Question

Prove that $\int\limits_0^a {f\left( x \right)dx} = \int\limits_0^a {f\left( {a - x} \right)dx}$ and hence evaluate $\int\limits_0^a {\dfrac{{\sqrt x }}{{\sqrt x + \sqrt {a - x} }}dx}$.

Answer 1

We begin by letting $x = a - t$ and the corresponding value of limits. Substitute these values in LHS of the given expression. Apply rules of integration and prove it equal to RHS. Then, let $I = \int\limits_0^a {\dfrac{{\sqrt x }}{{\sqrt x + \sqrt {a - x} }}dx}$. Replace $x$ by $x - a$ and find the value of corresponding integration. Add both the integrations to get a simplified expression. Apply the formula of integration and then put limits to get the required answer.

Complete step-by-step answer:
We have to prove $\int\limits_0^a {f\left( x \right)dx} = \int\limits_0^a {f\left( {a - x} \right)dx}$
Let $x = a - t$
Then, differentiate both sides,
$dx = - dt$
When $x = 0$, then the value of $t$ is
$0 = a - t \\\ \Rightarrow t = a \\\$
And when $x = a$, then the value of $t$ is
$a = a - t \\\ \Rightarrow t = 0 \\\$
Substituting the values in LHS of the expression.
$\int\limits_0^a {f\left( x \right)dx} = \int\limits_a^0 {f\left( {a - t} \right)\left( { - dt} \right)} = - \int\limits_a^0 {f\left( {a - t} \right)\left( {dt} \right)}$
We can interchange the limits by multiplying a negative sign.
$\int\limits_0^a {f\left( {a - t} \right)\left( {dt} \right)}$
On substituting back the value of $t = x$, we will get,
$\int\limits_0^a {f\left( {a - x} \right)\left( {dt} \right)}$, which is equal to RHS.

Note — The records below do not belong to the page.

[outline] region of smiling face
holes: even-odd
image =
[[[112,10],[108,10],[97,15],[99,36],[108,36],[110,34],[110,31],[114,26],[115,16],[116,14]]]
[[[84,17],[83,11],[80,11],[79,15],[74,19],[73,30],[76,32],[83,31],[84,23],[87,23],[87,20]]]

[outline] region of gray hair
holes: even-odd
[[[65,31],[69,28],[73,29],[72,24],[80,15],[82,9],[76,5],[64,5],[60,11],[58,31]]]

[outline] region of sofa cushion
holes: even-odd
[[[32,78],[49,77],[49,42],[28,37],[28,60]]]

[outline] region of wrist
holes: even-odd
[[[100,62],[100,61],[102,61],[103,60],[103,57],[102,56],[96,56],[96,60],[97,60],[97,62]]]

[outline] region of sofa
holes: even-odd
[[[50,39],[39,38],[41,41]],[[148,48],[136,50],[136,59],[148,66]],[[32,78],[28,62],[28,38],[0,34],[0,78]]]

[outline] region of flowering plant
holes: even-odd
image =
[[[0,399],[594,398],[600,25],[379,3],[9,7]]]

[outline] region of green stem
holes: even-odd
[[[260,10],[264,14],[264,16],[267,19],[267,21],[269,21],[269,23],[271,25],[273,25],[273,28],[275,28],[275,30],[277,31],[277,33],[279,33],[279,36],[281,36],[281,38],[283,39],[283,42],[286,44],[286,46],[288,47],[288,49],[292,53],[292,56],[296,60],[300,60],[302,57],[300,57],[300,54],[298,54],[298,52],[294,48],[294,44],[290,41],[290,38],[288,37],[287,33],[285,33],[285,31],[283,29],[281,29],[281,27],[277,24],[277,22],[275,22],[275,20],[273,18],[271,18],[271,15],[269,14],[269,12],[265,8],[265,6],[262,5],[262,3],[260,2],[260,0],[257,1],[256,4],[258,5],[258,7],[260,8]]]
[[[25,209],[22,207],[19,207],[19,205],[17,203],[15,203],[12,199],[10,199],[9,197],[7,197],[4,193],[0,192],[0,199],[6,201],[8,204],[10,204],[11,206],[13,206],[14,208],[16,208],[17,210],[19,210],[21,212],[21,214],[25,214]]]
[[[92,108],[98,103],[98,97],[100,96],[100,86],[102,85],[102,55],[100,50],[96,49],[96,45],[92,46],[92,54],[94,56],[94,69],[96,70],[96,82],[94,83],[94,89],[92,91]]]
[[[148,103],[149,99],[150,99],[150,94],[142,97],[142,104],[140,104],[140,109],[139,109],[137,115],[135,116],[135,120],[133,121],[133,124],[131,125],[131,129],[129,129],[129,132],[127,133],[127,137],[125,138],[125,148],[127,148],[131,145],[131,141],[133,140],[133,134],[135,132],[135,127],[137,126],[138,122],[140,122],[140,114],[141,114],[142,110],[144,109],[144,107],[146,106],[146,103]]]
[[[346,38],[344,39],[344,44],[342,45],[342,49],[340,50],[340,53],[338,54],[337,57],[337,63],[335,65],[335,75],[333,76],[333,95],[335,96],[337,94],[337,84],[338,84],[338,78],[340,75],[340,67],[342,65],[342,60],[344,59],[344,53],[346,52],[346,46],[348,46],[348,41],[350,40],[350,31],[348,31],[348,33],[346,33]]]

Now, we have to find the value of $\int\limits_0^a {\dfrac{{\sqrt x }}{{\sqrt x + \sqrt {a - x} }}dx}$
Let $I = \int\limits_0^a {\dfrac{{\sqrt x }}{{\sqrt x + \sqrt {a - x} }}dx}$ eqn. (1)
Replace $x$ by $x - a$ in the above equation, as $\int\limits_0^a {f\left( x \right)dx} = \int\limits_0^a {f\left( {a - x} \right)dx}$
$I = \int\limits_0^a {\dfrac{{\sqrt {a - x} }}{{\sqrt {a - x} + \sqrt {a - \left( {a - x} \right)} }}dx}$
$\Rightarrow I = \int\limits_0^a {\dfrac{{\sqrt {a - x} }}{{\sqrt {a - x} + \sqrt x }}dx}$ eqn.(2)
Adding equation (1) and (2),
$2I = \int\limits_0^a {\dfrac{{\sqrt x }}{{\sqrt x + \sqrt {a - x} }}dx} + \int\limits_0^a {\dfrac{{\sqrt {a - x} }}{{\sqrt {a - x} + \sqrt x }}dx} \\\ \Rightarrow 2I = \int\limits_0^a {\dfrac{{\sqrt x + \sqrt {a - x} }}{{\sqrt x + \sqrt {a - x} }}dx} \\\ \Rightarrow 2I = \int\limits_0^a {dx} \\\$
Now, $\int {dx = x}$
$2I = \left[ x \right]_0^a$
We will put the limits and divide the equation by 2.
$2I = \left( {a - 0} \right) \\\ \Rightarrow 2I = a \\\ \Rightarrow I = \dfrac{a}{2} \\\$
Hence, the value of $\int\limits_0^a {\dfrac{{\sqrt x }}{{\sqrt x + \sqrt {a - x} }}dx}$ is $\dfrac{a}{2}$.

Note: Students must know the basic rules of integration, how to change limits and formulas of integration to do these types of questions. Also, we have to find the value of $\int\limits_0^a {\dfrac{{\sqrt x }}{{\sqrt x + \sqrt {a - x} }}dx}$ using the property proved in previous step. While applying the limits, we apply the upper limit first and then subtract the value of lower limit from it.